Os escravos de ganho exerciam diversas funções remuneradas. Trabalhavam, por exemplo,
como transportadores de cargas e de pessoas, vendedores ambulantes, barbeiros, curandeiros,
prostitutas e “negras de tabuleiro”, que vendiam doces e quitutes. Parte do dinheiro obtido nesses
serviços era repassada aos senhores, e o restante era guardado pelos escravos para seus gastos
com alimentação, vestuário, compra de ferramentas e, eventualmente, obtenção da alforria.
Os escravos de aluguel, por sua vez, eram alugados pelos proprietários a terceiros para o
desempenho das mais variadas tarefas, estando sujeitos a duros castigos e torturas.
Contudo, a possibilidade da conquista da alforria contribuiu para ampliar a complexidade da
sociedade mineira. A mobilidade social no meio urbano era uma possibilidade também para a
população escrava

Trabalho escravo e resistência


Chegando aos portos do Nordeste açucareiro, os africanos eram separados de seus familiares e
vendidos em leilões públicos ou em mercados privados. Os preços eram estabelecidos de acordo
com o sexo, a idade e as condições de saúde dos cativos. Os homens adultos eram os mais
procurados e, por isso, negociados por valores mais altos. A maioria desempenhava trabalhos
braçais, mas alguns produziam artesanato e outros executavam tarefas domésticas.

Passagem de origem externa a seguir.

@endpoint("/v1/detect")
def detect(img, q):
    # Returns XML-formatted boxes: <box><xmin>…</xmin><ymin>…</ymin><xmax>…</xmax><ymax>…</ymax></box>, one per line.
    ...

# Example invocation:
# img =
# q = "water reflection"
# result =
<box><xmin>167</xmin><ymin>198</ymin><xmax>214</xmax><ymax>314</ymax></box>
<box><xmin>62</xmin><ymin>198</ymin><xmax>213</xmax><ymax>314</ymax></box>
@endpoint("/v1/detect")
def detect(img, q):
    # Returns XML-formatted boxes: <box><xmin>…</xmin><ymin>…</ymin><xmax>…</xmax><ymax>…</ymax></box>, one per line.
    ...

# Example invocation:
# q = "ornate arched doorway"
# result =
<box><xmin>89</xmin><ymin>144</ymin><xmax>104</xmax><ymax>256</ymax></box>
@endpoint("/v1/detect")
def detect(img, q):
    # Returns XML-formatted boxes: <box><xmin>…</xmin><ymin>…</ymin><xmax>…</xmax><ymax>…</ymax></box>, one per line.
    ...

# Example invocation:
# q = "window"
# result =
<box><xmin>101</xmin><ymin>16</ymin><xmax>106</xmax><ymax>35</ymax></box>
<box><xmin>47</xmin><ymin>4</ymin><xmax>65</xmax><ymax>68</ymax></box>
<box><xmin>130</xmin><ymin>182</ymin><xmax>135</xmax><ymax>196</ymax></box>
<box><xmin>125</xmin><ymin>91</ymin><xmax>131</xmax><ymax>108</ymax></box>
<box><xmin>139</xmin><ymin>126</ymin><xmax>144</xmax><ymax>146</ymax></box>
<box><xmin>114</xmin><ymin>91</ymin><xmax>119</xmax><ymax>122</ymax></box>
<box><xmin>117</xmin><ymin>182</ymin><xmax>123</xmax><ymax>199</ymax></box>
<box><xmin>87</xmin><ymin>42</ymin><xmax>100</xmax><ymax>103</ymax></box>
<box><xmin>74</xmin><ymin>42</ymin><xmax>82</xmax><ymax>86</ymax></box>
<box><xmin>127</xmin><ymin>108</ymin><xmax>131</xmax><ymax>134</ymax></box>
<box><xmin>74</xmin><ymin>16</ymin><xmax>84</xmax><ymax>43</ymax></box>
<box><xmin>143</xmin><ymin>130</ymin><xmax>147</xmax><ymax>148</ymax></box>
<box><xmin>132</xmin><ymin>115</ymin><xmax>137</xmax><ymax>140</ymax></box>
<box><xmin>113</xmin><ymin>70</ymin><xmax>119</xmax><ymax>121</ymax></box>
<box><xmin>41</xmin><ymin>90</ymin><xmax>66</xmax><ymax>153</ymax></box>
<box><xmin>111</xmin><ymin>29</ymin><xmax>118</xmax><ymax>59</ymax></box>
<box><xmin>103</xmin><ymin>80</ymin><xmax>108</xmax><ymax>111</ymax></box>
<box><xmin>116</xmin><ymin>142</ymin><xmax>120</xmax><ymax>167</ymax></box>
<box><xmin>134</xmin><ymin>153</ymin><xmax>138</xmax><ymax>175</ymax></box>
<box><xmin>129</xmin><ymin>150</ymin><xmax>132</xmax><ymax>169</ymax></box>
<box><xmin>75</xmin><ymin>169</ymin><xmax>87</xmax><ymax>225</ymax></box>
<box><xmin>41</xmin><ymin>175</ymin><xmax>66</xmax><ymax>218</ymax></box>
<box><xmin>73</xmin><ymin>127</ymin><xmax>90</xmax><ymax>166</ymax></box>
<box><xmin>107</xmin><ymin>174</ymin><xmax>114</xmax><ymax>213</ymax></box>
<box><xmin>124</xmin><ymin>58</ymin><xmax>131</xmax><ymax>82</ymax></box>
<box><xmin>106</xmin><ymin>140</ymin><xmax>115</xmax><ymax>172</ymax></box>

Os escravos africanos não tinham direitos, sendo submetidos a extensas jornadas de trabalho e a
violentos castigos físicos.
A fuga era uma das principais formas de resistência contra a escravidão. Os fugitivos refugiavam-
se nos quilombos (ou mocambos), locais que também abrigavam indígenas, criminosos
perseguidos pela justiça e até brancos, descendentes de europeus pobres. Seus habitantes
viviam da agricultura de subsistência, da pecuária, da caça, da pesca e da coleta de frutos, e
muitas vezes organizavam grupos para auxiliar fugas e assaltar propriedades.
No início do século XVII, muitos cativos que haviam fugido para as matas da Serra da Barriga, no
atual estado de Alagoas, ajudaram a consolidar o maior, mais duradouro e mais bem organizado
quilombo do Brasil: o Quilombo dos Palmares. Estima-se que Palmares concentrou mais de 20
mil escravos fugitivos. Seu principal líder foi Zumbi.
Diversas expedições enviadas para destruir Palmares fracassaram, e o quilombo só foi destruído
em 1694, sob o comando do bandeirante paulista Domingos Jorge Velho. Zumbi foi assassinado
em 20 de novembro do ano seguinte, transformando-se em um grande símbolo da resistência à
escravidão e da luta pela liberdade. Em 2011, a data de sua morte foi oficializada como o Dia
Nacional de Zumbi e da Consciência Negra no Brasil.
A fuga, contudo, não era a única forma de resistência utilizada pelos africanos escravizados,
como mostra o texto a seguir:
“Não se deve considerar como formas de resistência ao sistema escravista só as fugas ou as
rebeliões generalizadas e violentas. Existia também uma resistência quotidiana: defesa da vida
privada, sabotagem, roubo, atrasos intencionais, uso sutil do sarcasmo e da ironia em relação aos
brancos... A música e os cultos africanos – que sobreviveram a muitas perseguições e
dificuldades, misturando-se com o cristianismo em graus e modalidades diversos –
desempenharam um grande papel na manutenção da unidade de cada comunidade negra [...]. Os
contos populares, nos quais muitas vezes o negro – ou um personagem mítico que o representa –
leva vantagem sobre o branco ou um símbolo deste, foram também um elemento importante na
preservação da humanidade e da autonomia subjetiva do escravo diante dos seus próprios olhos.
Formas violentas de luta eram os suicídios, infanticídios e envenenamentos, por vezes reais, mas
em numerosos casos imputáveis à ‘histeria coletiva’ dos senhores [...].”
CARDOSO, Ciro Flamarion S. A Afro-América: a escravidão no Novo Mundo. 2. ed. São Paulo: Brasiliense, 1984. p.